Gastronomi sendiri merupakan dasar untuk memahami bagaimana makanan dan minuman yang digunakan dalam situasi-situasi tertentu, terutama berhubungan dengan pengetahuan, seni, budaya dan sejarah berbagai hidangan warisan nusantara yang digunakan di berbagai daerah di Indonesia.

Vita memaparkan data Aliansi Desa Sejahtera 2012 menunjukkan, setidaknya terdapat 77 sumber karbohidrat, 75 sumber lemak, 26 jenis kacang-kacangan, 389 jenis buahbuahan, 232 jenis sayuran, dan 110 macam bahan rempah di setiap daerah di Indonesia. Hal ini, sambung Vita, menjadi daya tarik tersendiri bagi bisnis gastronomi Indonesia.
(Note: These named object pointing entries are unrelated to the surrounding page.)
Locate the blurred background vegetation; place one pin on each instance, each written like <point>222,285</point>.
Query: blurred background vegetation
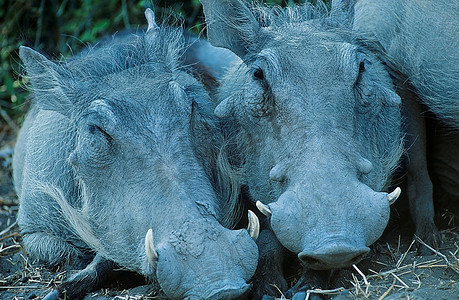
<point>60,28</point>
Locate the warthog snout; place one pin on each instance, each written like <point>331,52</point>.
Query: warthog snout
<point>337,225</point>
<point>333,256</point>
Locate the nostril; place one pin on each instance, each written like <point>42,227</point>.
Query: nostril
<point>332,257</point>
<point>358,258</point>
<point>309,261</point>
<point>230,293</point>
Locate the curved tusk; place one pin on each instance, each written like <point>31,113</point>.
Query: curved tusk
<point>254,225</point>
<point>264,209</point>
<point>392,197</point>
<point>150,16</point>
<point>152,255</point>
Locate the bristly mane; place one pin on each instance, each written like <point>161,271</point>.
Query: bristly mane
<point>164,46</point>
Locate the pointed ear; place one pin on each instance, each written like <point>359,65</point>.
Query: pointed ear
<point>231,25</point>
<point>48,82</point>
<point>342,13</point>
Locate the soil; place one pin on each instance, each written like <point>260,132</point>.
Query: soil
<point>392,270</point>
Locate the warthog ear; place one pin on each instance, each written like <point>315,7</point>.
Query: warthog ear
<point>47,82</point>
<point>231,25</point>
<point>342,13</point>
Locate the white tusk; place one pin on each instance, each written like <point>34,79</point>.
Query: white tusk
<point>152,255</point>
<point>263,208</point>
<point>150,16</point>
<point>392,197</point>
<point>254,225</point>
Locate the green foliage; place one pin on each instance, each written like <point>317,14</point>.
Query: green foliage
<point>61,28</point>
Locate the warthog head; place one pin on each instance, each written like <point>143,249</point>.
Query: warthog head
<point>144,148</point>
<point>320,122</point>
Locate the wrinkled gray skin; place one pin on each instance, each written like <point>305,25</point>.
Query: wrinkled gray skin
<point>120,140</point>
<point>321,126</point>
<point>421,40</point>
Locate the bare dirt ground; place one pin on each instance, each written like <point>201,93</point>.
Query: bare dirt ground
<point>392,270</point>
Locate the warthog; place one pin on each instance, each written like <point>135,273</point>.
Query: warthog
<point>320,132</point>
<point>118,162</point>
<point>421,40</point>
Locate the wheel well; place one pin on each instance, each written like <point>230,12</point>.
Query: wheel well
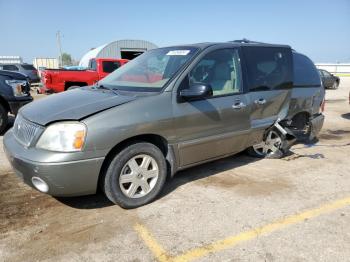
<point>4,103</point>
<point>300,119</point>
<point>69,84</point>
<point>156,140</point>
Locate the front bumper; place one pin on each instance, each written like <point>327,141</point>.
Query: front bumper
<point>66,178</point>
<point>15,105</point>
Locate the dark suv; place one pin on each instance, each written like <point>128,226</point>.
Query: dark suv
<point>26,69</point>
<point>14,93</point>
<point>168,109</point>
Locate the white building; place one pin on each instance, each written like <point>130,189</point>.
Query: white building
<point>11,60</point>
<point>126,49</point>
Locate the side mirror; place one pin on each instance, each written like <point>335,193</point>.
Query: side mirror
<point>197,91</point>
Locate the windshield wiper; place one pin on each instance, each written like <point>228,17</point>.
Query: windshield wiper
<point>99,86</point>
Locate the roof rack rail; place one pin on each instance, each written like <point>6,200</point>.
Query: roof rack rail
<point>246,41</point>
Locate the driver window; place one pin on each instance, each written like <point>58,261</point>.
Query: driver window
<point>220,69</point>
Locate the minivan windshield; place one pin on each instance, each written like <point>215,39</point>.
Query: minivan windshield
<point>150,71</point>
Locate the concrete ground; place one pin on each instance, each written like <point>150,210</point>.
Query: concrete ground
<point>235,209</point>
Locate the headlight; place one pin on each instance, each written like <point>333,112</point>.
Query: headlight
<point>63,137</point>
<point>17,87</point>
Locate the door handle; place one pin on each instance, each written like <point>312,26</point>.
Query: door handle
<point>238,105</point>
<point>260,101</point>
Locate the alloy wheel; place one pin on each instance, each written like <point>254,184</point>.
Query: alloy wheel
<point>270,145</point>
<point>139,176</point>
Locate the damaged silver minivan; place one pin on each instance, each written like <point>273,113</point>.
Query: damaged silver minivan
<point>166,110</point>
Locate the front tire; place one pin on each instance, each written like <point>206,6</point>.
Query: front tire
<point>3,118</point>
<point>135,176</point>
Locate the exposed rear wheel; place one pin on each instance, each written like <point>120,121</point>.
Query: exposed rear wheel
<point>3,118</point>
<point>269,146</point>
<point>136,175</point>
<point>72,87</point>
<point>335,85</point>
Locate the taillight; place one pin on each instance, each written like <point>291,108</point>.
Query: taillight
<point>47,78</point>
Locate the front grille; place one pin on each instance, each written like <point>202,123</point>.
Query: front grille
<point>25,131</point>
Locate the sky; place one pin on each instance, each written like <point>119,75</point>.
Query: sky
<point>318,28</point>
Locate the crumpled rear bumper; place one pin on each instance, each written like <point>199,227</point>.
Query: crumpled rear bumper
<point>316,123</point>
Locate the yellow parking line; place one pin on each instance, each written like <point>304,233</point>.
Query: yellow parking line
<point>254,233</point>
<point>161,255</point>
<point>157,250</point>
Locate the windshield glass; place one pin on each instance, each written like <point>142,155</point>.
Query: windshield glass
<point>150,71</point>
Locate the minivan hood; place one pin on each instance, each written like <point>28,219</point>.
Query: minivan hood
<point>72,105</point>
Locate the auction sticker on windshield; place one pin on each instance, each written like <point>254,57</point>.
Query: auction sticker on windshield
<point>178,52</point>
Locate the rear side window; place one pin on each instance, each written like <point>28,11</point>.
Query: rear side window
<point>28,67</point>
<point>268,68</point>
<point>10,67</point>
<point>110,66</point>
<point>305,72</point>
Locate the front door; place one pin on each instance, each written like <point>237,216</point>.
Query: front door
<point>218,125</point>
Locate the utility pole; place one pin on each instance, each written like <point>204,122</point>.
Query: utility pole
<point>58,36</point>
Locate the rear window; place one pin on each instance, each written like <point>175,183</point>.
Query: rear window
<point>110,66</point>
<point>28,67</point>
<point>305,72</point>
<point>268,68</point>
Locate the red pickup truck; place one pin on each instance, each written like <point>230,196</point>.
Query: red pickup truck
<point>58,80</point>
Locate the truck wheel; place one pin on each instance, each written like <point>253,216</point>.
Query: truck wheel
<point>135,176</point>
<point>3,118</point>
<point>269,146</point>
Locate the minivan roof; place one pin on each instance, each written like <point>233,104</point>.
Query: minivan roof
<point>243,42</point>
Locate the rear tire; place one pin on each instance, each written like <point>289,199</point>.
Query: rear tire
<point>135,176</point>
<point>3,118</point>
<point>269,146</point>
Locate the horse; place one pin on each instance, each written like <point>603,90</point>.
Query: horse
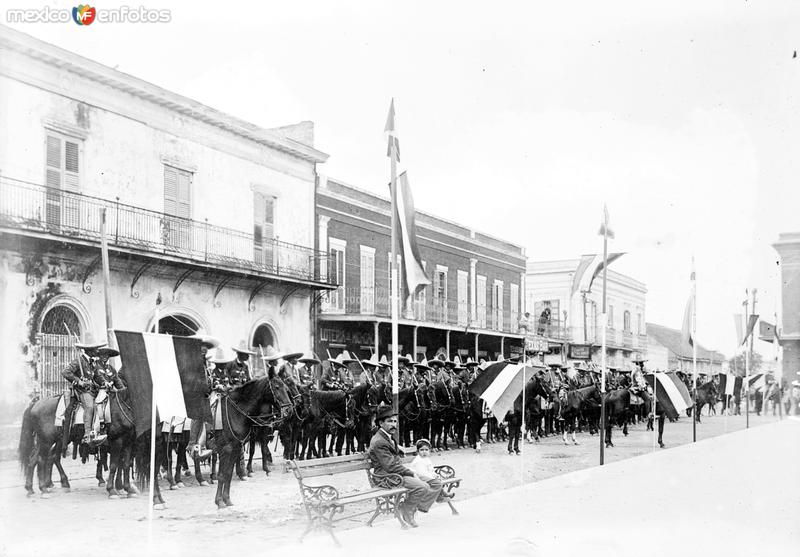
<point>41,445</point>
<point>251,404</point>
<point>569,409</point>
<point>705,394</point>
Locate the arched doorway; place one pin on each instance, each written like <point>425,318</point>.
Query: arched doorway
<point>263,336</point>
<point>60,327</point>
<point>177,325</point>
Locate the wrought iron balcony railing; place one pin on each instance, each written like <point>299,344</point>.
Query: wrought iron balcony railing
<point>69,214</point>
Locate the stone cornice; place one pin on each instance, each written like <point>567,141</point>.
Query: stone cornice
<point>94,71</point>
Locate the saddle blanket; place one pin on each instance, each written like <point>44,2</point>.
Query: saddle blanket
<point>101,409</point>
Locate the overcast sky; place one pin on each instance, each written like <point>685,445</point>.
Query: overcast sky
<point>520,119</point>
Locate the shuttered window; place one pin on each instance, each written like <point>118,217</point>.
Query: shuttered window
<point>62,174</point>
<point>263,228</point>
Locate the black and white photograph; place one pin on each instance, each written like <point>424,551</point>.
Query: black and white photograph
<point>400,278</point>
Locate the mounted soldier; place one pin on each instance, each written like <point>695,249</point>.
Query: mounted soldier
<point>80,373</point>
<point>108,380</point>
<point>239,369</point>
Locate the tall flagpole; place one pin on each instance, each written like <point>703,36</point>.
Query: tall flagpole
<point>694,354</point>
<point>603,345</point>
<point>393,295</point>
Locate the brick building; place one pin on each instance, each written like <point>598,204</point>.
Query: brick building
<point>472,306</point>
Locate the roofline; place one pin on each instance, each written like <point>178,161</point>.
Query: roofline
<point>48,53</point>
<point>387,200</point>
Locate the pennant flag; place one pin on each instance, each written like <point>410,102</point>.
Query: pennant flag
<point>589,269</point>
<point>766,331</point>
<point>391,134</point>
<point>604,228</point>
<point>672,396</point>
<point>688,314</point>
<point>414,277</point>
<point>729,384</point>
<point>173,367</point>
<point>500,384</point>
<point>751,324</point>
<point>757,381</point>
<point>737,321</point>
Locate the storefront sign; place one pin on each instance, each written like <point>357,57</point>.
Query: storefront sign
<point>580,351</point>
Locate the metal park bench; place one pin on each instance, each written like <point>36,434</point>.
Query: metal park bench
<point>323,502</point>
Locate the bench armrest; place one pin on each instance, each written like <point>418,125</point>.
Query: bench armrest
<point>319,495</point>
<point>444,471</point>
<point>385,481</point>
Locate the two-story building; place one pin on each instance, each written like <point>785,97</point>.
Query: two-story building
<point>210,220</point>
<point>668,351</point>
<point>568,317</point>
<point>472,306</point>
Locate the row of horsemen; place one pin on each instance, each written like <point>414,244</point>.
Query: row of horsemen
<point>92,374</point>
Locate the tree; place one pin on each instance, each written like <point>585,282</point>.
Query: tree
<point>737,364</point>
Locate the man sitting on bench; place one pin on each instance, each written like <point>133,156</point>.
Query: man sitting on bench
<point>386,459</point>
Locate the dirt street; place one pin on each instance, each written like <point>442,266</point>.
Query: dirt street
<point>268,509</point>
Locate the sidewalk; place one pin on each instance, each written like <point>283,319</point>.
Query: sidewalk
<point>714,497</point>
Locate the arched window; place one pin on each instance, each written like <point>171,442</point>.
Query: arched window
<point>177,324</point>
<point>60,327</point>
<point>263,336</point>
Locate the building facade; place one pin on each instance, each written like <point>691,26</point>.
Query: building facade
<point>209,219</point>
<point>667,351</point>
<point>788,248</point>
<point>568,318</point>
<point>472,306</point>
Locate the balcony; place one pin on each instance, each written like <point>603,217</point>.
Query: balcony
<point>70,215</point>
<point>374,302</point>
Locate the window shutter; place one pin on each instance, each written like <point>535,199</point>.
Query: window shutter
<point>53,162</point>
<point>170,191</point>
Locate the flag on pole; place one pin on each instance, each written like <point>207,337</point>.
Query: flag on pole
<point>172,368</point>
<point>500,384</point>
<point>391,134</point>
<point>414,277</point>
<point>751,324</point>
<point>687,331</point>
<point>737,321</point>
<point>672,396</point>
<point>604,228</point>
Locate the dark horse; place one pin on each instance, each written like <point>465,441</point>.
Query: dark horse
<point>259,402</point>
<point>705,394</point>
<point>40,445</point>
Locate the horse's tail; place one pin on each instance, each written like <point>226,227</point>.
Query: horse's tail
<point>27,437</point>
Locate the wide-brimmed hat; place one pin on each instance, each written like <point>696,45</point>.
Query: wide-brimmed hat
<point>108,351</point>
<point>243,348</point>
<point>372,361</point>
<point>221,356</point>
<point>206,339</point>
<point>384,411</point>
<point>88,342</point>
<point>270,354</point>
<point>310,358</point>
<point>423,364</point>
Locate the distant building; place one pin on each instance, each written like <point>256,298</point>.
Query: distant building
<point>472,307</point>
<point>567,320</point>
<point>667,351</point>
<point>788,247</point>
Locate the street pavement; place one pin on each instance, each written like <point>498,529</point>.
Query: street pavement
<point>724,496</point>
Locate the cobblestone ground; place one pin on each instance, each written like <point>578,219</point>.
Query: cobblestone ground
<point>268,509</point>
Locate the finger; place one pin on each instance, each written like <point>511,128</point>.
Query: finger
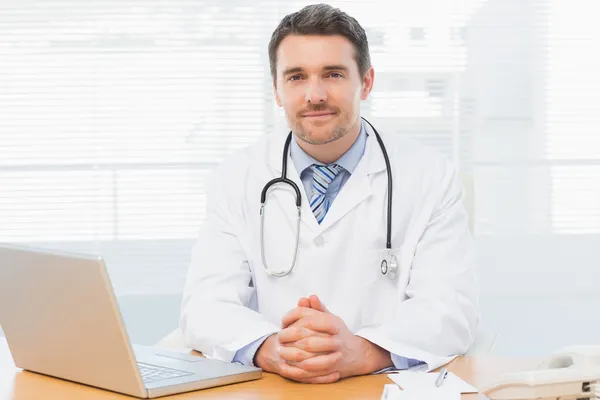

Data statistik dan Hasil Survei Ekonomi Kreatif tahun 2017 menunjukkan, subsektor kuliner sebagai salah satu industri ekonomi kreatif di Indonesia telah berkontribusi sebesar 41,69% bagi Produk Domestik Bruto (PDB). Pertumbuhan subsektor kuliner pun menunjang pertumbuhan pariwisata Indonesia. Hal ini terlihat dari pencapaian Indonesia yang berhasil menduduki posisi ke-42 dari 136 negara dalam Travel and Tourism (T&T) Competitiveness Index 2017 setelah sebelumnya berada di posisi ke-50 dari 141 negara pada 2015.

“Jadi, kalau mau mempercepat ekonomi melalui kuliner maka salah satu projek yang jitu adalah pengembangan gastronomi karena wisatawan pasti mencari makanan. Daya tarik destinasi tak lepas dari kulinernya. Kuliner dan belanja bak bayi kembar siam yang tidak bisa dipisahkan. Alasannya, you go for shopping, you go for food. Simple-nya, ketika orang tiba di Medan tidak mungkin mereka mencari Soto Lamongan,” pungkas Vita.

Terkait dengan triangle concept, Vita mengatakan masing-masing elemen ini tidak bisa terlepas satu dengan yang lain. Kaitan antara makanan dan sejarah dihubungkan oleh bahan pangan lokal. Sementara, sejarah dengan budaya dihubungkan melalui hikayat, dan budaya dengan makanan dihubungkan melalui ritual atau upacara tertentu.

“Nanti, konsep ini akan membentuk image yang menciptakan karakteristik dan diferensiasi dari tiap daerah. Melalui story telling yang memadukan filosofi kuliner autentik dengan kekayaan budaya lokal yang berada di belakangnya akan menjadi daya jual bagi pariwisata Indonesia,” kata Vita yang optimistis bisnis gastronomi sebagai salah satu cara mempercepat pertumbuhan ekonomi Indonesia.